The fame of the Herefordshire sheep equals that of its cows. They are best known by the name of the Rylands, a district in the southern part of the county, in which the superior varieties of them are fed. They are small, white-faced, and without horns. In symmetry of shape, and in the exquisite flavour of the meat, they surpass most other kinds; and, in addition, their wool is by far the finest produced from any of the native English races. The quantity of wool from them does not average more than two pounds each, but it is usually sold for three times the price of coarse wool. Many experiments have been made to improve this breed by crossing them with the Merinos; but it has been found that the flesh has deteriorated as much as the wool has improved by the mixture. The practice of keeping the sheep in houses in cold weather is general, and perhaps the wool may be in some degree indebted to that management for a portion of its fineness of fibre.
The excellence of the wool has not induced many manufactures, for most of it is sold to the clothiers of Gloucestershire and Somersetshire. Attempts have been made to establish manufactories of woollen goods in the city of Hereford, but they proved abortive. At Kington some few woollens are made, and likewise at Leominster, but to no great extent. The river Wye is navigable to Hereford, but either floods or droughts so often suspend the navigation, that the trade carried on by it is very inconsiderable.
The principal river, the Wye, is celebrated for its picturesque beauties, especially in the vicinity of Ross, and till it enters Monmouthshire. The other streams, the Lugg, receiving the waters of the Arrow and the Frome, the Munnow receiving those of the Dore, and the Leddon, are but inconsiderable, though they tend to fertilize the lands through which they flow.
Few counties are more rich in antiquities than Herefordshire, especially in the remains of those feudal castles, which were probably erected when it was the frontier towards the hostile Welsh. The most remarkable of these are Goodrich Castle, Dore Abbey, Wigmore Abbey, Vineyard Camp, and Bransil Castle.
The largest towns, and their population, are, Hereford, 10,280; Leominster, 5249; Ledbury, 3909; Ross, 3078; and Kington, 3111.
By the law of 1832 this county returns three members to parliament; and the polling places are Hereford, Leominster, Bromyard, Ledbury, Ross, and Kington. borough of Woobly was disfranchised by the same law; and Hereford and Leominster return each two members.
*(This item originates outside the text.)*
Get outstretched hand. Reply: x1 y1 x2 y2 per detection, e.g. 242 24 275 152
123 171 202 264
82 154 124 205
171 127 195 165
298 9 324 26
The towns in Herefordshire are generally worse built than in any other English county, and more nearly approach to those of their adjoining Welsh neighbours. In the villages the buildings are still worse. The construction of most of the farm-houses and of the barns is rude and slight; they are usually built of stone, only cemented with mud or clay, about two feet high; and upon these imperfect walls the superstructure is raised, composed of timber frame-work, with laths intertwined, and plastered with mud or clay. They are usually covered with thick flag-stones, which increase the weight, and soon reduce them to a most ruinous state.
See Duncomb's Herefordshire; Marshall's Rural Economy; Lodge's Sketches; Clark's General View; and Brayley and Britton's Beauties of England, vol. vi. (g.)